One of the most common things I hear from my students is, “It is so backwards from everything I have done in asphalt racing!”.
Regardless of how successful a student might be in their asphalt experience, almost every one has their world flipped upside down when they first attempt to race on gravel (not literally of course, that would be a bad day). The principles of racing on gravel versus on asphalt are like parallel universes. Some things feel familiar and other things feel different enough to make you question reality.
There are a myriad of nuances we could cover on this topic, but let’s focus on three main differences.
The first is the inherent lack of grip. When racing on asphalt, there is an intrinsic level of grip between the tires and the asphalt. Barring any extreme circumstances, the driver can trust that the car will simply do what it’s told because of this higher threshold of grip, e.g., you turn the steering wheel, the car turns.
In gravel, there is no such guarantee. The threshold of grip on gravel is vastly lower. It can feel like driving on a bed of marbles. It is extremely easy for the tires of break free and loose grip. If you have ever driven in snowy conditions, it can feel a bit like that.
Because of this, we rely heavily on the concept of weight transfer to create more traction by pushing the tires harder into the surface. The characteristics of gravel force us to simplify what we are asking the car to do in any given moment. This consequentially ends up changing the way we approach our lines through a corner, bringing us on to our second difference.
Most drivers are familiar with the concept of the track racing line: “Outside, Inside, Outside.” This line allows track drivers to straighten out the corner and maximize forward acceleration while still in the turn. The traction from the asphalt makes it possible to simultaneously turn and accelerate through the corner.
However, in gravel it is all too easy to overwhelm the tires. They only have so much to give. So instead of blending their available traction for cornering and accelerating, we separate their tasks between straight line acceleration/braking and cornering. This leads to an “Outside to Inside” line being used when cornering in gravel. We call this a rally late apex.
This approach squares off the corner with the intention of shortening the time the car spends cornering. Because this approach straightens the line on entry and on exit, it allows the tires to focus on one task versus dividing it up. Both the track racing line and the rally late apex line have the same intention: to straighten the road out as much as possible for forward acceleration.
On gravel we just need to be more extreme about getting the car pointed straight on the exit as soon as possible. Furthermore, by aiming to exit the corner on the inside line, if we experience any unexpected changes in grip, we have room to correct it before doing some landscaping in the woods.
Finally, we have a saying that “in rally, the only consistency is the inconsistency.” Gravel is a dynamic surface. It moves around and deforms easily compared to the static-ness of asphalt. These constant changes dramatically affect the way tires move through and grip the surface.
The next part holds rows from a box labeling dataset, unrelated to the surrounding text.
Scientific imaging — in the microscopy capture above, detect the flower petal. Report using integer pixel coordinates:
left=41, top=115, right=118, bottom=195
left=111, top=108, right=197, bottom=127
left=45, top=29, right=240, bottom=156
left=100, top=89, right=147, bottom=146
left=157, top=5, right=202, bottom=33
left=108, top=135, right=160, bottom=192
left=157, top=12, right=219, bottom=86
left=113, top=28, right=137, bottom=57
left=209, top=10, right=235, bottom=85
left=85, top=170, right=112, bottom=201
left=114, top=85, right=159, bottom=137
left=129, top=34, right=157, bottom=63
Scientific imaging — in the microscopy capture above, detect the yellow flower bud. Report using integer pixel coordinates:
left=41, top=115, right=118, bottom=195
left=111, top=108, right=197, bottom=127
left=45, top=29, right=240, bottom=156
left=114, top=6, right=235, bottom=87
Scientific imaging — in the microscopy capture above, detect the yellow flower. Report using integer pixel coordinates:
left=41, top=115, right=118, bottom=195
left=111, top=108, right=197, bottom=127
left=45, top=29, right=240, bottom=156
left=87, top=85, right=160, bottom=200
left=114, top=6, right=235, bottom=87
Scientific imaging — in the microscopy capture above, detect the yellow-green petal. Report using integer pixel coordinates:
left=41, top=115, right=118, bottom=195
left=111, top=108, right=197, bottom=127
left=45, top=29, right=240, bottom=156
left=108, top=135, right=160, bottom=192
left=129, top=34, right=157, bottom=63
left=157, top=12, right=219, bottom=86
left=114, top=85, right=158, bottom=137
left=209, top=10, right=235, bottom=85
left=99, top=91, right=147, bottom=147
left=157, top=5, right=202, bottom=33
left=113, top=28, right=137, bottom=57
There’s no guarantee the grip on corner entry will be the same on corner exit, or even from one side of the car to the other. Even though you have done your recce and have your pace notes, the road will be infinitely different by the time all the competitors ahead of you have gone through it.
In stage rally, surprises are the norm. There could even be surprises left waiting on the road from other competitors cutting corners pulling new hazards into the road…or just somebody’s exhaust muffler.
The Monte Carlo rally is a great example of the wide variety of environments and conditions drivers may face. One stage alone could feature asphalt, gravel, snow, and rain. The extreme variability forces drivers to constantly adapt everything about their driving.
Because there are no laps in stage rally, you only see that corner once; and it is the first time you’re seeing that corner. You better get it right the first time, or leave yourself enough margin for error in case you don’t.
There are a plethora of other nuances between racing on asphalt versus gravel. Most need to be felt in the moment before they can truly be understood. Racing on gravel is more of an art form, like a Bob Ross painting, than a calculated science.
Luckily, if you’re not a perfectionist, you’ll always have the changing gravel as an excuse as to why you messed up that corner…Not that I have ever used that excuse on my student demos…no, never.